If you have an elderly cat who keeps meowing or yowling at night, talk to your veterinarian. The cat may benefit from one of several therapies available today aimed at improving the quality of life of senior cats.


It is not uncommon to hear a female cat crying at night like a baby when they are in heat. Male cats on the other hand yowl when they smell a female cat in heat. If your cat is not neutered or spayed, then the desire to breed may be the answer to that unexplained nighttime crying. Other than excessive meowing, you may observe other signs that your female cat is in heat including:

  • Increasing affection as evidence by increased rubbing of fur against you
  • Increased purring
  • Rolling on the floor

Getting your cat neutered (males) or spayed (females) will help to prevent such nighttime crying in the future.

Seeking Your Attention

Another possible reason for a cat crying at night for no apparent reason is a desire to get your attention. Cats are social animals and enjoy social contact with people. They enjoy being touched, talked to, and played with. Some cats will go to any length to get your attention, epically when it gets very quiet and dark in the night, including yowling. A cat may for instance keep crying at your bedroom door hoping that you will let her in. You can easily reinforce the behavior if you accord the attention the cat desires every time.

Asking For Food

Do you give your cat treats throughout the day, including at night? Then she could just be asking for one. The cat could be crying in the hope of waking you so that you can get her something to eat.
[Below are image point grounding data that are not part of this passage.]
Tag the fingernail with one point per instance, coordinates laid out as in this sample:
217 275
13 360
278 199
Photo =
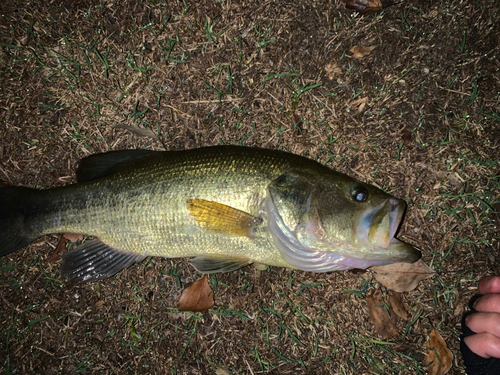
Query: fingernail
475 303
467 318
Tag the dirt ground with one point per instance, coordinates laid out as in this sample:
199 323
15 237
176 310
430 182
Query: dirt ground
419 116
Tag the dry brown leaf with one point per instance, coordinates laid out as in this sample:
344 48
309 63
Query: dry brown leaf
402 277
438 357
332 70
361 51
360 103
396 303
141 132
363 6
196 297
383 323
222 371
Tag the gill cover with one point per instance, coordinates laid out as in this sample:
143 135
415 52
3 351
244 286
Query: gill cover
319 227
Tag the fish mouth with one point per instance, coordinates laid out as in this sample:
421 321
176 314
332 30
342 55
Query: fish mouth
324 256
378 226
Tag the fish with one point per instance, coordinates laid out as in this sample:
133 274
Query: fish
224 207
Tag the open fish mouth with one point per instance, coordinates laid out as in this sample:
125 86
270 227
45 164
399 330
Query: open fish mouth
381 223
322 256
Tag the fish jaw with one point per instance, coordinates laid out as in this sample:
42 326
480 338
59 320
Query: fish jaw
378 225
305 247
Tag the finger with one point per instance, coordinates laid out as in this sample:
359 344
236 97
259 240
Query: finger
489 284
488 303
485 345
484 322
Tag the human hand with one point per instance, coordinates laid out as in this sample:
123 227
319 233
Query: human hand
485 322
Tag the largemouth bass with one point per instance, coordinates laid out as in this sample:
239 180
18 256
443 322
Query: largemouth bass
225 207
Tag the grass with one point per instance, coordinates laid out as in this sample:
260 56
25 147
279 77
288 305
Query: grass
209 73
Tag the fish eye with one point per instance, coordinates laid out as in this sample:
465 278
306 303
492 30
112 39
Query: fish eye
359 194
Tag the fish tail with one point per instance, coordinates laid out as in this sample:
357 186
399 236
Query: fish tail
14 206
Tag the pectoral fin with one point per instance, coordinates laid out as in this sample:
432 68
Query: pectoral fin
94 260
219 263
221 218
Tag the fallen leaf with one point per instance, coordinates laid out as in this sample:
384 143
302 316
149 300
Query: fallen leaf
196 297
396 303
438 357
361 51
332 70
379 316
297 124
141 132
402 277
363 6
360 103
222 371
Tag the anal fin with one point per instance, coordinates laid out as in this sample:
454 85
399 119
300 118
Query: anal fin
94 260
219 263
221 218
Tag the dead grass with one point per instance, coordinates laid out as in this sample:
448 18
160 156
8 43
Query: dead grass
419 116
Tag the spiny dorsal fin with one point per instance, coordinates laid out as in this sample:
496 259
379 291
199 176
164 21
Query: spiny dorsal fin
219 263
100 165
94 260
221 218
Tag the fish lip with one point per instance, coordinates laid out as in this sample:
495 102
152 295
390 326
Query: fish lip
410 256
396 211
367 230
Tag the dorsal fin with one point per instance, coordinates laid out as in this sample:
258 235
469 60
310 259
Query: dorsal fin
100 165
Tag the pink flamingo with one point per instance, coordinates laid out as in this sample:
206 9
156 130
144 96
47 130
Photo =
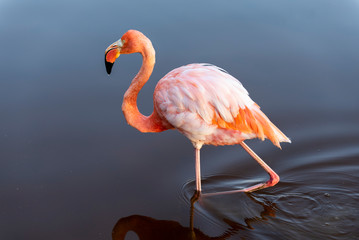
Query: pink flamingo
202 101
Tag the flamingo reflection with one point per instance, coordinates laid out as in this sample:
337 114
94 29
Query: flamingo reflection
147 228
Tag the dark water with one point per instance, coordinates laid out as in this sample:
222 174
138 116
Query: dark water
71 168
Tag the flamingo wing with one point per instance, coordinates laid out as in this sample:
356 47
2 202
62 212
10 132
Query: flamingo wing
210 106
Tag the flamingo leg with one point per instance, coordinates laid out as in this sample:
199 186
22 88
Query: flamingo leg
273 177
198 170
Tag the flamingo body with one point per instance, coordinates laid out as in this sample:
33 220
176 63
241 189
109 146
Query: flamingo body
202 101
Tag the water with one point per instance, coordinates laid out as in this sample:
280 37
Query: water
71 168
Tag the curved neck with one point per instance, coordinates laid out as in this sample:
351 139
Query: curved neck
133 116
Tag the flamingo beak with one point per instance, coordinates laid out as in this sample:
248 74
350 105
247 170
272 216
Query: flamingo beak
111 54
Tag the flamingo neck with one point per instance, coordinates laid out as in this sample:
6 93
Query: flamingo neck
151 123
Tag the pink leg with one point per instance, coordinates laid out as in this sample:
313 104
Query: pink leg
273 177
198 171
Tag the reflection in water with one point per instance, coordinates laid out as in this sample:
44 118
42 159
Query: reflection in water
148 228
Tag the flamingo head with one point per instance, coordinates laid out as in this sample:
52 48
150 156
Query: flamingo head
132 41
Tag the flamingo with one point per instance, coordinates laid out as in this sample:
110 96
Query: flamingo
202 101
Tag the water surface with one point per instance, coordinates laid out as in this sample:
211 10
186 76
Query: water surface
71 168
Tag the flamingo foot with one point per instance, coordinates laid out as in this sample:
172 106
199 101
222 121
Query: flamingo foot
273 180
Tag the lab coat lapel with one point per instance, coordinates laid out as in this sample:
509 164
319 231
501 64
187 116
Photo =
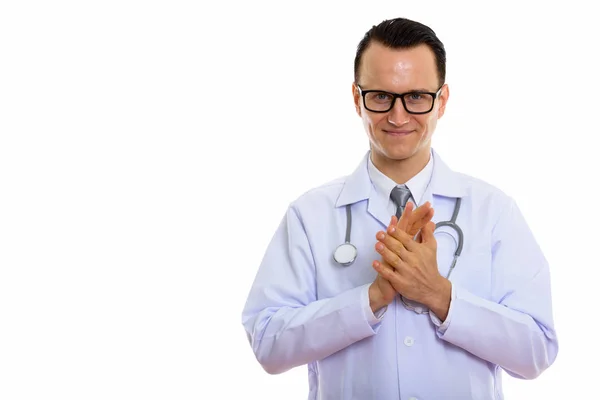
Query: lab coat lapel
358 187
378 208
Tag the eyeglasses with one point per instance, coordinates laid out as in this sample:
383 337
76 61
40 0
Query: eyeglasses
414 102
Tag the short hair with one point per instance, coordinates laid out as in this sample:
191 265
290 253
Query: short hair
402 33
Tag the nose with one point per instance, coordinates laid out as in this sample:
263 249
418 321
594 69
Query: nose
398 115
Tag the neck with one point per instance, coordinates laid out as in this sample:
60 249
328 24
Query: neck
401 171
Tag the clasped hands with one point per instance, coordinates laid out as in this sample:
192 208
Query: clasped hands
409 263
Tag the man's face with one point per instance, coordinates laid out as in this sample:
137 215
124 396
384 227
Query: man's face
396 134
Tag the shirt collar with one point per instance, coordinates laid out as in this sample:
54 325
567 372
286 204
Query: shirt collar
417 184
444 182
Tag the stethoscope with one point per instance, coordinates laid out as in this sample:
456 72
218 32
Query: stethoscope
346 253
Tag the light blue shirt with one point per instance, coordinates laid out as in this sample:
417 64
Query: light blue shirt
305 309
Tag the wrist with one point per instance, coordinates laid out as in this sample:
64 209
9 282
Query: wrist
440 304
376 300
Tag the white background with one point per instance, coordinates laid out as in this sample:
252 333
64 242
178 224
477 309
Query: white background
149 149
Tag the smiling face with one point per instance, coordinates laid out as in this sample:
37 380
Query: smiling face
397 136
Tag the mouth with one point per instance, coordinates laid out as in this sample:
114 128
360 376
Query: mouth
398 132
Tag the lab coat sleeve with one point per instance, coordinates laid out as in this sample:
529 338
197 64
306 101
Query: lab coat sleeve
286 325
514 329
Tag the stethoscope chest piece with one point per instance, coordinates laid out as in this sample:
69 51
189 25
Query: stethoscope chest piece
345 254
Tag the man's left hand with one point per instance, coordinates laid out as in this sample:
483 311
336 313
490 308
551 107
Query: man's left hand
411 267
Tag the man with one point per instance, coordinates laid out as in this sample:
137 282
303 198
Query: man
410 314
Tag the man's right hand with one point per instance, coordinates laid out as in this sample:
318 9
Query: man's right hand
381 292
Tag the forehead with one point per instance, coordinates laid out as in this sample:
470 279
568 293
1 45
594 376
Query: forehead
398 70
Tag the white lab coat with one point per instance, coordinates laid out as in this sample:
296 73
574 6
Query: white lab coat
304 308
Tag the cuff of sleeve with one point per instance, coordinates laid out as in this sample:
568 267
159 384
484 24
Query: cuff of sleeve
372 319
443 326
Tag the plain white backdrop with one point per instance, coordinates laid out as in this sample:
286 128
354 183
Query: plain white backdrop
148 151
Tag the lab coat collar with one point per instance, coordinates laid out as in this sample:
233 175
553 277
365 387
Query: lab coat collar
444 182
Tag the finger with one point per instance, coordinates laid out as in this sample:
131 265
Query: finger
381 266
404 238
428 236
392 244
390 257
405 217
387 272
419 218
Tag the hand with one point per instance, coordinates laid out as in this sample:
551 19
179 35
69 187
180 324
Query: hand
411 268
381 291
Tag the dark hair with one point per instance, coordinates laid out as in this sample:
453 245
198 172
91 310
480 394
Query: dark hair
402 33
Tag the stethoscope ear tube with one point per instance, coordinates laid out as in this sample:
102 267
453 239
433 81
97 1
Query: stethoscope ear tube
346 253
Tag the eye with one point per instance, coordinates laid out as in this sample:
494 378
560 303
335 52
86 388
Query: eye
380 97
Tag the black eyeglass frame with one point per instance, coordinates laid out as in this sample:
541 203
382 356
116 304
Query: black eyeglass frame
401 96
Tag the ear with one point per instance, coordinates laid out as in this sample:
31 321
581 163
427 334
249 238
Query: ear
443 100
356 96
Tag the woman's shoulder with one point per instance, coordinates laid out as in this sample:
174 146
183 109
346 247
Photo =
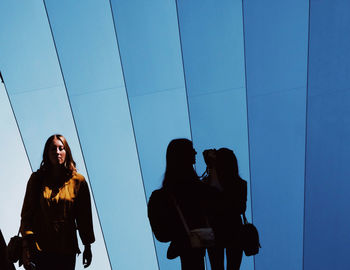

Some cats also cry early in the morning, just before breakfast time.

You may want to stop feeding your cat treats at late night, even if she is awake and following you – usually to the kitchen.

Tips on How to Stop a Cat from Crying At Night

My cat keeps crying at night, what should I do? When your cat keeps meowing at night, it is normal to get worried that it might be in pain. What is more, it can make sleeping hard for you. It is also not unheard of for cat owners to receive complaints from their neighbors and landlords. Whatever the reason, here are some helpful tips on how to stop a cat from meowing all night:

  1. Add some toys into your cat’s bed. This will help her stay engaged until she sleeps.
  2. Play an intense game of fetch with your cat’s favorite toy just before bedtime. This can help to tire her out and make her sleep soundly through the night.
  3. Play a radio tuned to soft music throughout the night. This helps to soothe lonely kitten and older dogs that keep crying at night. Some people also find a baby monitor helpful.
  4. Deliberately avoid your cat when she cries to get your attention and instead touch and play around with her when she is quiet. If she goes on a crying spree, look away and ignore her – or even walk away.
  5. Get a nightlight. Older cats that is crying at night for no apparent reason may be disoriented. Placing one or a couple nightlights around the house may help them with re-orientation.
  6. Get your cat to sleep in your bedroom. Is an older cat crying at night for no apparent reason? She may be disoriented and confused. Try placing her bed close to yours and reaching down with slight touching when they yowl can help reassure and relax them. Watch out however that you don’t positively reinforce the behavior.
  7. Place a small towel in your cat’s bed. A heated sleeping pad designed specifically for pets may also be helpful for cats living in chilly houses.

When Cat Crying At Night Warrants a Trip to the Veterinarian

Is your cat meowing at night constantly even after you try the above remedies? Then it is time to take her to the vat. Your veterinarian will help to rule out other possible causes of constant meowing for no apparent reasons including overactive thyroid and kidney disease. These conditions can make your cat to get hungry, thirsty, or restless all the time.